LOS ANGELES (Reuters) - When R&B singer Chris Brown unleashed a Twitter post taunting detractors after his Grammy win last Sunday, he broke a rule that every Hollywood image builder knows: don’t show contempt for those who may be willing to forgive and forget.
This week, the celebrity blogosphere, websites and media pundits have buzzed with commentary about whether Brown is truly remorseful for assaulting ex-girlfriend Rihanna in 2009.
William Moran, who provides crisis management services for athletes and celebrities through New York firm McCarter & English, said there are “three golden rules” embattled celebrities must remember.
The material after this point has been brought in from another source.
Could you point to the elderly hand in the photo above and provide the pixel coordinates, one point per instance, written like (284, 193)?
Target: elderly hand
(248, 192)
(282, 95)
“One, time heals all wounds,” Moran told Reuters. “Two, winning solves most problems. Three, people are forgiving.”
Where the last rule is concerned, Moran said that showing remorse is a key factor and that is where Brown fell short.
“People are angry because he’s being obstinate and not showing remorse,” Moran said. “If he were my client, I would say that he should be expressing remorse for what he did, rather than defending himself.”
Brown, who won a Grammy award on Sunday for best R&B album with “F.A.M.E.,” has been trying with some success over the past three years to redeem himself in the public eye following his guilty plea for assaulting then-girlfriend Rihanna in 2009 on the eve of that year’s Grammy show.
After publicly apologizing, turning in positive probation reports, taking domestic violence classes, getting back to work and releasing his latest album that included hits such “Look At Me Now” and “Yeah 3x,” Brown seemed to be back in good graces.
Then, after appearing on Grammy’s stage and winning one of the world’s top music awards, he tweeted to those who have deried him: “HATE ALL U WANT BECUZ I GOT A GRAMMY Now!...”
The tweet was later deleted, but the damage was done.
Brown is nowhere near the first celebrity to fall from grace with fans. Last year at this time, Charlie Sheen was showing hubris moreso than regret for his firing from TV sitcom “Two and a Half Men” after public rants about the show’s producers.
But after a series of bizarre public appearances, boasts about his “winning” ways, and a mixed response at best from his “My Violent Torpedo of Truth: Defeat is Not an Option” tour, Sheen seemed to simmer down. In September, he subjected himself to a Comedy Central roast, went on TV to say he’d calmed down, and took to the stage at TV’s biggest awards show, the Emmys, and wished the best to his old bosses on “Two and a Half Men.”
Whether he is fully redeemed awaits fan reaction to his upcoming new TV program “Anger Management.”
Howard Bragman, vice chairman of Los Angeles management firm Reputation.com, told Reuters that celebrities like Brown need to make more than superficial changes in their lives to get back in the public’s good graces.
For Brown, his post-Grammy tweet only dredged up memories of past stumbles on the path to redemption. He raised eyebrows in a March 2011 interview with Page Six Magazine in which he was quoted as saying, “At the end of the day, if I walk around apologizing to everybody, I’m gonna look like a damn fool.”
That same month, Brown appeared on TV chat show “Good Morning America” where he was asked about Rihanna. Brown stormed off the set, started screaming, caused staff to call for security and left a shattered window behind.
“He needs life lessons, not PR lessons,” Bragman said. “He needs to change his thinking. Once you change your thinking, your behavior will change.”